At his personal exhibition upon graduation, he locked himself in the gallery and engaged in improvisational painting on the floors, the walls and the ceilings. This shows his nearly “wild” energy and momentum in his creative subconsciousness. He taught briefly and studied in New York University in the U.S. His encounter with wood sculpture seemed destined. He floated around for a few years after returning from the U.S. and came to Sanyi by chance. He picked up the wood pieces discarded by local sculptors and artisans and tried painting and carving on wood. Although he did not formally learn from a master, he came up with his own techniques by following his intuition and sensitivity. At that time, the wood sculpture industry in Sanyi was more of a handicraft, and the designs were based on traditional styles, without much innovation. In fact, the industry was struggling due to price competition from China.In contrast, Liang’s wood sculptures rose above his aesthetic foundation and creative trainings.
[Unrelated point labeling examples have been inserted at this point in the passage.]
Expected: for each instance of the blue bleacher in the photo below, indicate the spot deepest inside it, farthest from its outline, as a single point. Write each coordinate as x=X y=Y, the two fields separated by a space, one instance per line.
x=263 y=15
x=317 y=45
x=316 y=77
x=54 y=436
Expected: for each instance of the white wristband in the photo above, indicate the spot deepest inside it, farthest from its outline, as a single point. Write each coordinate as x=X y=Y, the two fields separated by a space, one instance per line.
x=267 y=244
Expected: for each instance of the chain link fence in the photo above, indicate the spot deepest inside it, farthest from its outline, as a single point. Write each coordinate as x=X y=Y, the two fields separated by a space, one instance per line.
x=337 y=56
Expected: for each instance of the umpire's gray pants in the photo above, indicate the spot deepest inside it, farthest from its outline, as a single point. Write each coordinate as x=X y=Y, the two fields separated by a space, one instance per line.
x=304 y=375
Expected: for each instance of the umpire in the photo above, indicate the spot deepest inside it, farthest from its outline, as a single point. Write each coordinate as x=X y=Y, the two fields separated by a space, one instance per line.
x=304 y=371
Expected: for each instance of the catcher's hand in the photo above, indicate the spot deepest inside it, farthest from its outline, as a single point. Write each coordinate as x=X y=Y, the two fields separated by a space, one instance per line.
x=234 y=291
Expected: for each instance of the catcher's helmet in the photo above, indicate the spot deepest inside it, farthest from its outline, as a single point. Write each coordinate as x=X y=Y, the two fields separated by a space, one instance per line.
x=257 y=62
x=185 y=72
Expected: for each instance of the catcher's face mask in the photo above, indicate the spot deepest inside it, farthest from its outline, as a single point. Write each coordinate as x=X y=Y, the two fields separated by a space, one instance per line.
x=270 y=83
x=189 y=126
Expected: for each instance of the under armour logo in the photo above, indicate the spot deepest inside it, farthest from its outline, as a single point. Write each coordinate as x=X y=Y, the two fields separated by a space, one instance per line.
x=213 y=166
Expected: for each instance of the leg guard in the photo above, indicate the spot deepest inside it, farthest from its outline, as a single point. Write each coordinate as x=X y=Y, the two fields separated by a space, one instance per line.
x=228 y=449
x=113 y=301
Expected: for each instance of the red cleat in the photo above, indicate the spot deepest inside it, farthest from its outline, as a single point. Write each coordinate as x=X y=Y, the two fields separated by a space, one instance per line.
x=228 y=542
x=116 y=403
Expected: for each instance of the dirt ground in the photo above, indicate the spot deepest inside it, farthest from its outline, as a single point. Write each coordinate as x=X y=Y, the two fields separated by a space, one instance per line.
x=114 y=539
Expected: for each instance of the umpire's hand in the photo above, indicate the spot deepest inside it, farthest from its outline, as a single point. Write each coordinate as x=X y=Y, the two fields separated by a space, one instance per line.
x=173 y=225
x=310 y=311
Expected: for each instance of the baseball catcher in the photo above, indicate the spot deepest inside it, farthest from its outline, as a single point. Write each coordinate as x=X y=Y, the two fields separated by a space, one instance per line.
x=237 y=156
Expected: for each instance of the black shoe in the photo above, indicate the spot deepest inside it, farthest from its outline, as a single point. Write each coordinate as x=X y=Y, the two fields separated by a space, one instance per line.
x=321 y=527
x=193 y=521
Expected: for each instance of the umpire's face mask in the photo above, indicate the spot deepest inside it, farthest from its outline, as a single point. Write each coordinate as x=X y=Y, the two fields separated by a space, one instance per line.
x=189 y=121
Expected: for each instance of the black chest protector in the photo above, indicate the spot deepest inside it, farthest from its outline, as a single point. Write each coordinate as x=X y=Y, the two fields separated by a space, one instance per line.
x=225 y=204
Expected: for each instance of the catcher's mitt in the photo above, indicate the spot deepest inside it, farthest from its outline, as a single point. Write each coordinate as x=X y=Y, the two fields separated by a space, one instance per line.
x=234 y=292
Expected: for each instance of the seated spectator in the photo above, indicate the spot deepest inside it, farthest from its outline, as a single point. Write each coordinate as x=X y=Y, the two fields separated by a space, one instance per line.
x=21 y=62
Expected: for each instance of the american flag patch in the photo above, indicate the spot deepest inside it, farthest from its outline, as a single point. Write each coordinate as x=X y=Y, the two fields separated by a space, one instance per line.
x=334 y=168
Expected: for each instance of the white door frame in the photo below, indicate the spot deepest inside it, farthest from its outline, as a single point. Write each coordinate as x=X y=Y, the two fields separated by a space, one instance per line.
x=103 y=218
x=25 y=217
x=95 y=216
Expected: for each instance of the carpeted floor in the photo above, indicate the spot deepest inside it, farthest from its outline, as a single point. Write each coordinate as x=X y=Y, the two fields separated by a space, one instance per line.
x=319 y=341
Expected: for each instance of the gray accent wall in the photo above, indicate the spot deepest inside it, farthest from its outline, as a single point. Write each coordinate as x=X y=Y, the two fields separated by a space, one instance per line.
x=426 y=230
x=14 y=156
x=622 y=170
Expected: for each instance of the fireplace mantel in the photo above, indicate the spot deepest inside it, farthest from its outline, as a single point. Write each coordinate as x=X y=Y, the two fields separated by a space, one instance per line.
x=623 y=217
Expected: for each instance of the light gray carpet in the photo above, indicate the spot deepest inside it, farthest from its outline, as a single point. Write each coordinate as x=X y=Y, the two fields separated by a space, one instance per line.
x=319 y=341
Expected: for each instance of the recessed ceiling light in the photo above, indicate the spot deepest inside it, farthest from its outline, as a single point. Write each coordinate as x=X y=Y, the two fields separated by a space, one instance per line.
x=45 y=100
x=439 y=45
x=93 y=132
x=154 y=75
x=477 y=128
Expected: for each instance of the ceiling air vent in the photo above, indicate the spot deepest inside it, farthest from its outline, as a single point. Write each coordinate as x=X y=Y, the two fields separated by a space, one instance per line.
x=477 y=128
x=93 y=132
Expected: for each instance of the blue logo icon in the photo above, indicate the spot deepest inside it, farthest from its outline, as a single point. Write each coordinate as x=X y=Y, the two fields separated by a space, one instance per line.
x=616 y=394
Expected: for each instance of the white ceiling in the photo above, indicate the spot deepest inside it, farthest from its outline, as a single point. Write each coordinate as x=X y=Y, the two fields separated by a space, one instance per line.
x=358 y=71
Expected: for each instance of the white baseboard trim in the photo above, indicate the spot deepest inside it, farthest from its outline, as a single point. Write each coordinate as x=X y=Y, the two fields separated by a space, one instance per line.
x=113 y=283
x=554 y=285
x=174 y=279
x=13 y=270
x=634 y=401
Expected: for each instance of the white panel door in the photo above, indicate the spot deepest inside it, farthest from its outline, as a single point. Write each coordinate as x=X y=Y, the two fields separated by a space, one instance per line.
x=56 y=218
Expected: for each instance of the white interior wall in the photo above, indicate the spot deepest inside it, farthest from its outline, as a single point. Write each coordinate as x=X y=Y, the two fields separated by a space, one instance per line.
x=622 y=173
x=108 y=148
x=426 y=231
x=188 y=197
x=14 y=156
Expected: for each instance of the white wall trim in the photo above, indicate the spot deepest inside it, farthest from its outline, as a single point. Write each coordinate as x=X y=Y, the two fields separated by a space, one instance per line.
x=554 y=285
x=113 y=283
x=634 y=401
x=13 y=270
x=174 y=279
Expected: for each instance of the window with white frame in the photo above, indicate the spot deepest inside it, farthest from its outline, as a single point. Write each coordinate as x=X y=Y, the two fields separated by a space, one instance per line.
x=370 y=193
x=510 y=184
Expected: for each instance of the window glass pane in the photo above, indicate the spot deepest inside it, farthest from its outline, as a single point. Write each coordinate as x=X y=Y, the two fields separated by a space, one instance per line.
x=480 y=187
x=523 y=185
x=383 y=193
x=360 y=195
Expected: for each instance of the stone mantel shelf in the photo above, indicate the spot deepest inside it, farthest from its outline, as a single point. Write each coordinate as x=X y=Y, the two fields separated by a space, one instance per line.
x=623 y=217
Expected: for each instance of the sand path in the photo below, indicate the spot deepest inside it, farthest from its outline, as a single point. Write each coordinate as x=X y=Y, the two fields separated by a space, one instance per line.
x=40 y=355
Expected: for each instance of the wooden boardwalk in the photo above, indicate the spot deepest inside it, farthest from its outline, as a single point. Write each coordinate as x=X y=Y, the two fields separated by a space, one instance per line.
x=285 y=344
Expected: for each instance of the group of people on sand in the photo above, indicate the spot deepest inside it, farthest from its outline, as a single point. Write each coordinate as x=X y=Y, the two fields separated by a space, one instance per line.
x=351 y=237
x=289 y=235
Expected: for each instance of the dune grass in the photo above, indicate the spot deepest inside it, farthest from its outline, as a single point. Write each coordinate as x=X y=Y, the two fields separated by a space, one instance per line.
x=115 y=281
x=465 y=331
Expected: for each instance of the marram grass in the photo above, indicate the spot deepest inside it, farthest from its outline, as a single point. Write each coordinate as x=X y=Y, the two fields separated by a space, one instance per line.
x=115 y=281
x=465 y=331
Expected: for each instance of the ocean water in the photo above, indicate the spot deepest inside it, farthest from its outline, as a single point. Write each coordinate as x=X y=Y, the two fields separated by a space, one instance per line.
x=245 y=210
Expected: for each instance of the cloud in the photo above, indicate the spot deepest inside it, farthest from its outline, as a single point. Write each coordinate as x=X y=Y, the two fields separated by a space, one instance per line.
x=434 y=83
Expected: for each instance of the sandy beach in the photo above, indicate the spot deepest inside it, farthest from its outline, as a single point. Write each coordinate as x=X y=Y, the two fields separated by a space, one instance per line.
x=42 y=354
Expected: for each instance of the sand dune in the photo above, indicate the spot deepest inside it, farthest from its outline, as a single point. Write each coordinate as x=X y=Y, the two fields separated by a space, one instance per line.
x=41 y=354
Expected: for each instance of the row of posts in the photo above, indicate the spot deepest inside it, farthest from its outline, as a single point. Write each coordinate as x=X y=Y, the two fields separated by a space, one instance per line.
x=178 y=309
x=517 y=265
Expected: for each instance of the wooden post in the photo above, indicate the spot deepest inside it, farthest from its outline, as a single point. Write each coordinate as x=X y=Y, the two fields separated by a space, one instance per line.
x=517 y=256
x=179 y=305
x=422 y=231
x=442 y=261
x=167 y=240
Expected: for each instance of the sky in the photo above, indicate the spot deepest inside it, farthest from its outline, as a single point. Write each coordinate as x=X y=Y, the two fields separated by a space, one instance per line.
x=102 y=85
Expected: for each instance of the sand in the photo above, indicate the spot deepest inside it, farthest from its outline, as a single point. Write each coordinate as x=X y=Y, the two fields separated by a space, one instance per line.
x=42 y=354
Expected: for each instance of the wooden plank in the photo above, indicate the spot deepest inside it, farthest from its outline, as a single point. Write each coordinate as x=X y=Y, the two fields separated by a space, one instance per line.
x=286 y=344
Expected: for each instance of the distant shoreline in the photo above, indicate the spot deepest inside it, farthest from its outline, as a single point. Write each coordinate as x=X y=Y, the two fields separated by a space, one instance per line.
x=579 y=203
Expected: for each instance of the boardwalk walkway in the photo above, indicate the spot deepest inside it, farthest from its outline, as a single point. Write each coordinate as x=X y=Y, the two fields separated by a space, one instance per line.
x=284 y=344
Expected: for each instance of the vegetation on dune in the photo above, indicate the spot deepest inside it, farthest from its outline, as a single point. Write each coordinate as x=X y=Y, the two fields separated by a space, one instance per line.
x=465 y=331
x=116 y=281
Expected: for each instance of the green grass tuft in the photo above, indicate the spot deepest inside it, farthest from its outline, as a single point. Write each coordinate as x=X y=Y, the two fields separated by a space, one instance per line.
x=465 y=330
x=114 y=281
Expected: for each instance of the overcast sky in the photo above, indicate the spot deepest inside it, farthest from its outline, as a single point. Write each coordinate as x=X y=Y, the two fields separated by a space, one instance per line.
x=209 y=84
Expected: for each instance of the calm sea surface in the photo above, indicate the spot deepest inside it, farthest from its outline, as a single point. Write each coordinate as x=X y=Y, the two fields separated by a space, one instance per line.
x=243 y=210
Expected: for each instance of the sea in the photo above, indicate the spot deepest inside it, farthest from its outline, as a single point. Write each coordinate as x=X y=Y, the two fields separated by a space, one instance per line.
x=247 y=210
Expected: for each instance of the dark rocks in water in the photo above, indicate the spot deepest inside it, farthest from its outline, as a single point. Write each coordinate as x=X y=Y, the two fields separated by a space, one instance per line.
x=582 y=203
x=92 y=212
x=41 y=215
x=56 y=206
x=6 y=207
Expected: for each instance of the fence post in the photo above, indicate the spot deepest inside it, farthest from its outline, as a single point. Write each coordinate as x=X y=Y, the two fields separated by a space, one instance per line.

Soon, his works became famous for his highly personalized style.
Liang’s wood sculpture is known for flows of lightness, transformed realism and personified pragmatism, and later the combination of heterogenous materials. Every artistic working with wood will be first overwhelmed by the sturdy and thick tree trunks. Wood carries a sense of heaviness that is difficult to resist. It is so substantial that it could crush a person with low spirit. On the other hand, wood is the material to “get it all out”. Liang uncovers a different kind of beauty on wood with a technique called “flows of lightness”. He removes a large area and sets free the seldom noticed beautify of wood with curves and square cavities. In this process, the artist lets go of emotional burdens and alleviate the astuteness of pain. After the series Gravity Release, Liang’s wood artworks are so slim and light that they can take flight. He later created Wings (飛行),Book & Illegible Book, Utensil & Anti-Utensil.
We all play different roles in the journey of life, as if we wear different masks from time to time. This was how his “Mask” series came into being. The integration of metals such as gold and stainless steel into wood sculpture provides a visual contrast, eye-catching but not overpowering. The series “Mask” is in fact a stateless face. Being stateless can be interpreted as a state.
Liang’s artworks speak of his mastery of materials and his passion for materials. From existence to void of wood, the process is letting go and gouging. From void reverting to existence, the process is imagination and integration.
Liang only uses wood from Taiwan. This gives his works a sense of belonging.
Through sculpturing and selection of materials, Liang expresses his ingenuity in three dimensions. His works are more than a visual delight. The fragrance of the wood sends off the bliss and love of Taiwan.